While the contest win is big for the Dawgs, the team also believes it’s big for the Western Canadian Baseball League (WCBL).

Gardner says the recognition will turn heads south of the border, giving it more exposure for recruiting purposes, but also to showcase how much work has been done around the league in recent years.

He cites the renovations at former Pioneer League stadiums in Medicine Hat and Lethbridge, relatively new facilities in Fort McMurray and Sylvan Lake, a new stadium being built as the future home for the Edmonton Prospects in Spruce Grove, Regina looking at a new ballpark and other teams looking at smaller upgrades as proof that the league continues to head in the right direction.

“A rising tide lifts all boats,” Gardner said. “Our view is that this recognition for Seaman Stadium will shine a big spotlight on the WCBL and all of our tremendous, tremendous franchises.”

READ MORE: Official WCBL news release

He adds it’s an exciting level of baseball and the players are always surprised at how each community has bought into their respective teams.


For both Gardner and Ircandia, that’s what it’s been about: community.

Not only has it served as a baseball stadium, but for a number of other events including, most recently, the home for the opening and closing ceremonies for the Alberta Summer Games.

“Don Seaman, when he invested the millions of dollars into helping build this stadium, has said time and time again in interviews and things that this was his best investment – and there’s a man whose had a lifetime of pretty good investments,” said Ircandia.

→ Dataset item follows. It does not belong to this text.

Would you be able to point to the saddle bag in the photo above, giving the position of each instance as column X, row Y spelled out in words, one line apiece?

“The one he comes back to is this one because he says to engage the kids, give them these opportunities to go onto college, to play at that level, to become successful in life, and to see how the community has embraced it – that’s the mindblowing part – and he says that’s worth all the money in the world.”

Ircandia couldn’t agree more with his early investor and friend, as he looked down upon the capacity crowd gathered for the league showcase in July.

A look at Seaman Stadium from the Core 4 (+14) Corner in left field. (Photo: Ian Wilson)

Gardner also recalls an early conversation with the stadium’s namesake, where Seaman complimented the Dawgs on making the fans feel like the facility was theirs.

And that’s how they want fans to feel.

“We didn’t do anything for Okotoks – the opposite is true – they did everything for us,” Gardner said. “They provided us with a home, they supported us all these years and we’re just so very, very proud.”

Like proud parents, the Okotoks Dawgs, the Town of Okotoks and its residents, and the fans of the Dawgs and of the WCBL are once again given reason to celebrate and gush over what they have built together.